What is your five percent?

What is your five percent?

I just finished listening to Unreasonable Hospitality by Will Guidara. As a fan of all things behind the scenes in the culinary world, it was an excellent listen to hear how things work in a fine-dining restaurant. Throughout the book, Will does not shy away from the challenges and failures while going from the 50th place on the list of the best restaurants in the world to the first. Many excellent management and teamwork lessons can be learned and applied to any business. Will and his team have an educational and consulting practice to enable this idea. I highly recommend the book and, specifically, the audiobook; stay to the VERY end for a bonus.

A concept in the book struck me: the “95/5 rule.” In this book portion, Will discusses the balance between being “restaurant smart” and “corporate smart.” Restaurant smart means being focused on hospitality and providing exceptional experiences. Corporate smart means focusing on the processes, negotiating, and budgeting to keep your restaurants in the black. Either approach can produce similar results. This dichotomy is similar to my article on how processes can hamper innovation titled “Risky Business”. This is where the “95/5 rule” comes in. I tend to bristle at anything titled a rule, but let’s go with this for a moment.

The “95/5” rule states that 95% of the budget and operations fall under the “Corporate smart” way of thinking—close scrutiny and approval processes to ensure efficiencies are gained. The other 5% is spent “foolishly.” In the restaurants Will managed, this was about not crushing the creativity that made the restaurant a destination in the first place. It provided ownership to the staff to do what they thought was right in the moment.

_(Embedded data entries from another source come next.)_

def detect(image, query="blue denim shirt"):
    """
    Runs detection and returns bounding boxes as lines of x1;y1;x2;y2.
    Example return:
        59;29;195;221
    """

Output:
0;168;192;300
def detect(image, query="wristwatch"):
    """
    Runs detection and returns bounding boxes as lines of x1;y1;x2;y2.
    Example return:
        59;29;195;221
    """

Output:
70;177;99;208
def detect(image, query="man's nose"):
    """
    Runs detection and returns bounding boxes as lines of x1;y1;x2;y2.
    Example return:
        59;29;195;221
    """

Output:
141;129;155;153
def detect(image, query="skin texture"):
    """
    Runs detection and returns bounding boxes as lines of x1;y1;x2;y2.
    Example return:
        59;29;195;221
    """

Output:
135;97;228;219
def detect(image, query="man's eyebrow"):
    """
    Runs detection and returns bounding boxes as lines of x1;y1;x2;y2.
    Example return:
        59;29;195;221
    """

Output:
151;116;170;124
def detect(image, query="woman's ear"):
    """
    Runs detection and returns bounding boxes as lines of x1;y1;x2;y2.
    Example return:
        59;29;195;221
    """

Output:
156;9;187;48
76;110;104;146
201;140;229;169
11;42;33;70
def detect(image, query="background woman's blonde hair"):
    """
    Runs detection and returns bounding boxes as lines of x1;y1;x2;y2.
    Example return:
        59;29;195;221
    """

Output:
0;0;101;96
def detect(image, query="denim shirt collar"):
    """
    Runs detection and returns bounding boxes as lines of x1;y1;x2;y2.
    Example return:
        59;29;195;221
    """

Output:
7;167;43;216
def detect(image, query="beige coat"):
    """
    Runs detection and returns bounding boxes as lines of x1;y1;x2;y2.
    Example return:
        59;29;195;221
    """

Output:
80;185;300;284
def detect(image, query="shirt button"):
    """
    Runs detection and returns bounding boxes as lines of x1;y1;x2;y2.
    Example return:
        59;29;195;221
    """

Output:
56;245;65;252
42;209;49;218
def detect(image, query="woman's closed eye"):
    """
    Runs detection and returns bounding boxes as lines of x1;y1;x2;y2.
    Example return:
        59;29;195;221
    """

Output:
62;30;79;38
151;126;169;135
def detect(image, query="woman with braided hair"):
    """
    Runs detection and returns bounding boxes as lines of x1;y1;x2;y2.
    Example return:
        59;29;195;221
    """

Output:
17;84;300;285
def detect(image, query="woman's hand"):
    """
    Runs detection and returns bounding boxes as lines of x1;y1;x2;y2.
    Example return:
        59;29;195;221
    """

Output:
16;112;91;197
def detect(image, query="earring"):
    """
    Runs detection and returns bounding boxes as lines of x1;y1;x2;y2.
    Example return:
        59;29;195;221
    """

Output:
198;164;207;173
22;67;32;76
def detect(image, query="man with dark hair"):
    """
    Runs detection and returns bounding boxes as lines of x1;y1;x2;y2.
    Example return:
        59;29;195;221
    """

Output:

Now, I laugh when I think about going to a finance team and saying, “I plan to spend 5% of the budget foolishly!”. It sounds like an SNL skit that didn’t make it to air. The emphasis isn’t on the foolishness. It is the freedom to act in the best interest of the company at the moment an opportunity or idea appears.

There are a few things to note. First, the only way that this concept worked was that there was clear communication from the top to the bottom so that the corporate thinkers and the restaurant thinkers were all on the same page about what was good for the company. This was primarily accomplished through a mandatory 30-minute shift meeting. Sidenote: Will's goals for that meeting are inspiring and full of ideas I am stealing. Second, this communication enabled a superpower for Will; these experiments or ideas would be discussed at length. Situations that seemed likely to happen often would have the idea systemized and built into the 95%. Trust me, listen to the book. Will is the narrator, and his energy is infectious when discussing this.

Creating something as a rule, etched in stone, is a fragile way of thinking. Based on some of the things they did at Eleven Madison Park, some had to be over the 5%. During lean times, the five percent got smaller. But I now have a new question in my arsenal to help a business grow by challenging the status quo.

What is your five percent?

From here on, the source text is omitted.